Upon our arrival we drove to a secluded bay on the North shore of the island, well off the beaten path, and were greeted by two of the most welcoming people I have encountered in all of our travels.
That search of my husband’s, the one I didn’t shut down or try to micromanage, had revealed a small collection of dwellings built to flow into the natural beauty of the island. Reclaimed wood, earthen walls and floors built of that very land, windows glowing with the hues of hundreds of recycled bottles, antique teak doors that opened an entire wall to overlook the ocean and bring the outdoors in…

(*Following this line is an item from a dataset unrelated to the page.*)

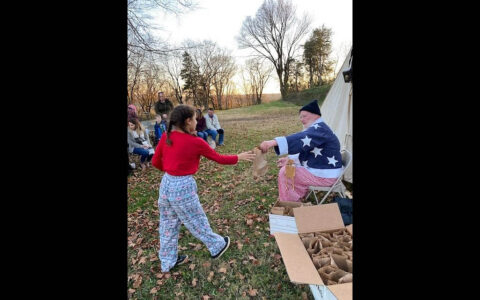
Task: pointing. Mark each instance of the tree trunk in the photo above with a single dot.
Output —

Our son delighted in digging in the dirt, discovering delicious tropical fruits straight from the tree, playing in the waves, and was enthralled by the company of our hosts and their dog. He is still giving us ukulele concerts almost daily. Thanks to our lovely hosts/new Hawaii family, we were invited to pot lucks, a party with extraordinary live music, outings with local families and play dates with new friends.
There was little cell reception, and wifi only in one specific area, giving us an almost unheard of opportunity to unplug.
It couldn’t have been more in line with what we were searching for.
This is not the first time in my life where I’ve seen things unfold beautifully when I let go of attachments and stop trying to control everything, but it’s a very timely reminder for me.
This letting go feels like it might be the foundation for living a beautiful, on purpose kind of life.
When I remember to step out of control, I see so many opportunities to experience fulfillment, to be wrapped in wonder, and to feel the connection that we all share.
Life is full of beauty and possibilities, if only we allow space to see.